Eighth Aerial Port Squadron, USAF in Vietnam

Rich Howard's Phouc Vinh Story

OLAP Phouc Vinh Army Air Field
8th Aerial Port Squadron

This is the gateway to Phuoc Vinh Army Air Field. The person in front is our army liaison. You can tell he is army with the bloused boots. In the back ground is the terminal with the passenger patio on the right. Our barracks were to the left. The welcome sign has 8th Aerial Port Sq on top. The terminal was open air with nothing to stop the hurricane of dust.
Phuoc Vinh was my first assignment after basic and tech school. As you can see I remembered how to keep my area in inspect order. Thank God for house girls. I had pictures of Gai, our house girl. But my wife threw them out.

This was my home from September ’69 to September ’70. My first three nights were spent on the floor. When I heard a loud noise, I was on the floor. My room mate, still in bed said “That’s outgoing”. On the fourth night I heard a loud noise and stayed in bed. My room mate is yelling “That’s incoming get on the floor”. That night I learn a very valuable life lesson – the difference between outgoing and incoming.

In May “70, I was sharing the hut with a MOB member Chris Hartley. That night I, the grizzly veteran, was showing off by naming the locations of mortar hits. As I was showing off, I realized that the mortars were being walking to my hut. I yelled got on the floor. I was a split second faster to the floor. Chris got his second Purple Heart; I got a month full of dirt.

The next morning while inspecting for damage, I see a line of shrapnel holes three inches above my mattress.

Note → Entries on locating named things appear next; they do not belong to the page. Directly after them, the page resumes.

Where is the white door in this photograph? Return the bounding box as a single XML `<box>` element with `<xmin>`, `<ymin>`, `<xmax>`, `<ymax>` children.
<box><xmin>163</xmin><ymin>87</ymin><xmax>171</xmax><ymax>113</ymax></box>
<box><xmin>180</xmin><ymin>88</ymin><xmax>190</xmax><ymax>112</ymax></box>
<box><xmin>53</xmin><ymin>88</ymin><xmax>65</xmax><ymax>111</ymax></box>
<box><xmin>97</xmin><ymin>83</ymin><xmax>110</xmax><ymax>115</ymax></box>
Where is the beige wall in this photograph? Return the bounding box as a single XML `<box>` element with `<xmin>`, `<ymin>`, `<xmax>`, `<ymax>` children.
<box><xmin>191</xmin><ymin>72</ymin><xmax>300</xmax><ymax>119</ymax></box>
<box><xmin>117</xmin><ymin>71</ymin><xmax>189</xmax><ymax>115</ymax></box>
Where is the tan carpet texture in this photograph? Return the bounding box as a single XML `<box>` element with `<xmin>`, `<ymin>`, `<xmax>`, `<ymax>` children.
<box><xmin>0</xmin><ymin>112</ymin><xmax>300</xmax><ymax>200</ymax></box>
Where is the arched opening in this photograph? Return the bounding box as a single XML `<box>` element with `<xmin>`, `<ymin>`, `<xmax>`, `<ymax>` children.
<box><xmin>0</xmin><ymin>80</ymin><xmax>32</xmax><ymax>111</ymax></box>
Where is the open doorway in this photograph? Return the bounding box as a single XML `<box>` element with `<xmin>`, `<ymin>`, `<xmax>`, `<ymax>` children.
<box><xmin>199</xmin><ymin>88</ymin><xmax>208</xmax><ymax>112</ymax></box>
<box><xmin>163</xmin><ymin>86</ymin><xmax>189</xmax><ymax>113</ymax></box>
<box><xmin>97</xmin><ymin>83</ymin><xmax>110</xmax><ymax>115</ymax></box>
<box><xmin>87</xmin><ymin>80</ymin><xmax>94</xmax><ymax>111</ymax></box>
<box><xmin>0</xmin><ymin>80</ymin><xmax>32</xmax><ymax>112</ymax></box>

Funny story. At the start of rocket attack our NCOIC was in the shower. He made to our “bomb shelter” in time. A word about our “bomb shelter”. It was a hole dug next to and under the concrete floor of our hooch. No standing room you crotched down. Our NCOIC was the last one in our “bomb shelter”. He was crotched down with a wash cloth over his lap. When the all clear sounded he was the first out and mooned everyone in the shelter.
This is an aerial view of our blown up shower taken from the control tower. At the lower right is the Quonset hut that I stayed in. The center is the shower. To the left is the piss tube. In the upper left is the latrine.

This is the main building of OLAP, 8th Aerial port Sq. A combination of barrack and day room/kitchen//game room.

I’m the tall one. Papa san was a Catholics who flee south when communist took over the North. Like any American tourists who think everyone in the world speaks English. Papa san would walk up to you and speaking Vietnamese like you understood everything he said. I just nod my head and listen. He was the hardest working Papa san in Vietnam.

Sometimes a C130 has dead battery and no spare available. So like a car that you push start. You can push start a C130. You put a C130 in front of the stalled 130. Then run up the engines of the front 130 and use the prop wash to “push” the props of the stalled 130. If you can get the props turning fast enough the engines will start.

Now if you do this, like the Lt Col pilot in the front 130, you should check for loose objects like pallets. The prop wash picked up a pallet and blow the pallet into the C130 fuel tank. The plane was stilled flyable. Do not know what happened to the Lt Col. I sure he did not make Col.

I have seen a C130 jump started using a AT.


Sounds crazy, but it happened. There was a C7 that needed loading and we did not have an AT. The Army forklift was not suitable for loading a C7. I came up with the idea of using a K-Loader as a bridge (Our NCOIC acted like it was his idea). We removed the side rails to get up close to the plane. Used the Army forklift to load the K-Loader and pushed the pallet into the C7. If I remember right, the man on the ground is our NCOIC; the pusher is Gary Aukes, Buffalo Center Iowa.
Santa Boo

Sombody thought that painting Santa Clause on the front of a Caribau would improve moral. Works for me. Phouc Vinh Xmas '69'.
There is not much to say about Phuoc Vinh village. The largest industry is house girls. Made two trips to PV and found nothing interesting.

Two dirt streets and not much else. Two bars with grandma ‘cherry girls’.
This is the local Catholic Church. The shrine of Virgin Mary is made with pallets.